How to regulate the Internet so as to promote legitimate free speech while minimizing opportunities to spread dangerous misinformation and incite riots poses long-term legal and technological challenges. In the medium term, responsible Americans can and should take our cue from the social media companies, New England Patriots Head Coach Bill Belichick (who declined a Presidential Medal of Freedom from Trump), and the PGA (which canceled plans to hold its 2022 championship at one of Trump’s golf courses).

In a segment during the most recent episode of the NPR show On the Media, host Bob Garfield and his guests discussed these and other acts of shunning of Trump and his enablers in Congress. Such shunning, they argue, could work, especially if it takes the form of withholding campaign contributions and expenditures.

As with social media de-platforming, widescale shunning poses risks. In recent years, conservatives have complained that colleges and other institutions too often respond to unpopular viewpoints by simply excluding them. Whatever the merits of any individual objection, it only has force where it targets over-sensitivity. No one argues that colleges or other institutions have an obligation to treat every position on every issue as worth airing.

For example, in a debate over whether the government should pay reparations for slavery, it would be perfectly appropriate to include a speaker who thought the answer was no; it would be outrageous to give a platform to someone who wanted to say that we should reinstitute slavery. Similarly, in a discussion of whether to permit religious exceptions to anti-discrimination law, it would be problematic to exclude otherwise thoughtful commentators merely because they thought the answer was yes; it would be laudable to exclude someone who advocated a theocracy in which heretics and apostates were persecuted. Put simply, some ideas are simply beyond the pale.

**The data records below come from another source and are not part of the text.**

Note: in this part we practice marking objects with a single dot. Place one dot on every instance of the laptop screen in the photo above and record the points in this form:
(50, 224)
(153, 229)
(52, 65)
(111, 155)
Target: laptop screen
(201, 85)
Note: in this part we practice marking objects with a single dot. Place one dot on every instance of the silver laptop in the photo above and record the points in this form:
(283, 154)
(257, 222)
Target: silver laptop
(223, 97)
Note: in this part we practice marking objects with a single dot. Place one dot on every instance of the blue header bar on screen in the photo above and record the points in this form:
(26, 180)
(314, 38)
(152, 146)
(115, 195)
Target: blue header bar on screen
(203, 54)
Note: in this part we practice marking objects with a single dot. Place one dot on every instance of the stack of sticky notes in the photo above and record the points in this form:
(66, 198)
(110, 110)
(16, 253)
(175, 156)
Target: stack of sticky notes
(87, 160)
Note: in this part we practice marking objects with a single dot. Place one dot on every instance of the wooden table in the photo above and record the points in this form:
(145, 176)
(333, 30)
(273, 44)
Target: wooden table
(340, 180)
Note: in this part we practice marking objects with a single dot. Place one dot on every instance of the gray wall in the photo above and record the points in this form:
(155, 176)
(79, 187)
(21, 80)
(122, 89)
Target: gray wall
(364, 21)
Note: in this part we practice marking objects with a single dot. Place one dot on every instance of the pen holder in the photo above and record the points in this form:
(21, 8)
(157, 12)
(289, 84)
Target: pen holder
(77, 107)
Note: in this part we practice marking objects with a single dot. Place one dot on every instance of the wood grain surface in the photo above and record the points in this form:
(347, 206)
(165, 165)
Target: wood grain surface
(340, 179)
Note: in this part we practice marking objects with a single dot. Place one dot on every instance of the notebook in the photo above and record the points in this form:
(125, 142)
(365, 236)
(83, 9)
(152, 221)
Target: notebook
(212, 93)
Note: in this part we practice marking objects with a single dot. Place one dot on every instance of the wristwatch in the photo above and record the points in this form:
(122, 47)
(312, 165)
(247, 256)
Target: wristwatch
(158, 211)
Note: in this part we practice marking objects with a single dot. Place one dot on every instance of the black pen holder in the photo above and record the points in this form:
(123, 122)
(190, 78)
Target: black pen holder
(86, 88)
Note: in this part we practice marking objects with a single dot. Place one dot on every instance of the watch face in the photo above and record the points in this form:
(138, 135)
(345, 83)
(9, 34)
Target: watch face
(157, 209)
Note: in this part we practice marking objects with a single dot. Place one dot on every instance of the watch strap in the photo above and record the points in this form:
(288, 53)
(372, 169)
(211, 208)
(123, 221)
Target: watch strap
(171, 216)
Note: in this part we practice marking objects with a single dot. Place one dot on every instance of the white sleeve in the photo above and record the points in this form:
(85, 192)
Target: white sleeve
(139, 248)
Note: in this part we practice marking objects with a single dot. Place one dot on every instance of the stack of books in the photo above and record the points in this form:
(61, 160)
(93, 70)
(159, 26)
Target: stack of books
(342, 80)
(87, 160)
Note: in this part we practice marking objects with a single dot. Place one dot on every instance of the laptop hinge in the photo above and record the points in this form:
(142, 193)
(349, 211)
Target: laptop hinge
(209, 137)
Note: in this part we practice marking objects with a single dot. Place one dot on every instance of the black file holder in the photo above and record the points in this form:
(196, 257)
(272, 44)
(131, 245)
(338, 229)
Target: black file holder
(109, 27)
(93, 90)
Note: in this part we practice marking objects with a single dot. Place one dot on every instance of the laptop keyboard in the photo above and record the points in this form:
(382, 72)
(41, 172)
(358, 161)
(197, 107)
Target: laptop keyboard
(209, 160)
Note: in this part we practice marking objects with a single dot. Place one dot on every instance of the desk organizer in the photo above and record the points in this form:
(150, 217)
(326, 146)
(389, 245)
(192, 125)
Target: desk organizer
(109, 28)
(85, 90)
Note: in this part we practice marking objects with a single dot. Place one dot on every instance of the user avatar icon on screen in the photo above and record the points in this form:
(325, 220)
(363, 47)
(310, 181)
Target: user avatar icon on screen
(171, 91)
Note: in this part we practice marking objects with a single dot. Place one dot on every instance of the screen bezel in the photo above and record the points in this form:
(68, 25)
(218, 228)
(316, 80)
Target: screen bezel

So too with Trumpism. The goal should be to render it beyond the pale. That is admittedly a tall order, given that even after the assault on the Capitol, close to 40 percent of Americans approved of Trump’s job performance. Meanwhile, going after Trumpian and other lies and misinformation can feel like the Sisyphean game of whack-a-mole.

But accepting the status quo would be worse. Playing whack-a-mole means we must whack each mole as it pops up. Giving up the game means being overrun by moles.